Ph.D Thesis

Ph.D StudentMannor Shie
SubjectReinforcement Learning and Adaptation in Competitive
Dynamic Environments
DepartmentDepartment of Electrical and Computer Engineering
Supervisor PROF. Nahum Shimkin


This thesis is concerned with learning to act optimally in a dynamic, noisy, and competitive environment. We present two solution concepts for such environments. The first concept is based on the empirical measurement of statistics related to the

non-stationary elements in the environment. We take a worst-case estimate over unknown information and re-define the problem as a vector-valued stochastic game. We define a concrete goal, the convex Bayes envelope, and show that it is attainable using approachability theory. This envelope is shown to be safe (above the worst-case performance guarantees) and adaptive (strictly above the worst-case performance guarantees if the non-stationary elements appear non-hostile). The second concept is based on viewing the stochastic game as a repeated super-game with partial monitoring. We show that this approach leads to performance guarantees which are also safe and adaptive.

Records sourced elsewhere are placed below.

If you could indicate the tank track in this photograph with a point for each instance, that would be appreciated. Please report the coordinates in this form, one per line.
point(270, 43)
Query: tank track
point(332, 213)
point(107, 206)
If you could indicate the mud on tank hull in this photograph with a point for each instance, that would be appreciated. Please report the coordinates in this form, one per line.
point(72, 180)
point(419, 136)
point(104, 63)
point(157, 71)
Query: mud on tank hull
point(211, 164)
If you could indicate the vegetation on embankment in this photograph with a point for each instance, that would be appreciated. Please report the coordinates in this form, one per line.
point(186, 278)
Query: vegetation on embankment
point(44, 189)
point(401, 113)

In the process of developing the first solution concept we generalize current results regarding approachability theory. We also devise learning algorithms for approaching prescribed and unprescribed target sets in vector-valued stochastic games and vector-valued Markov decision processes. These algorithms are demonstrated to be effective for learning in constrained games and Markov decision processes. Two Q-learning style algorithms for scalar average reward zero-sum games are suggested and analyzed.

A different topic of research is the existence of effective linear weak learners. Based on Geometric Discrepancy theory, we suggest conditions under which sufficiently strong linear learners exist, and hence Boosting algorithms are consistent.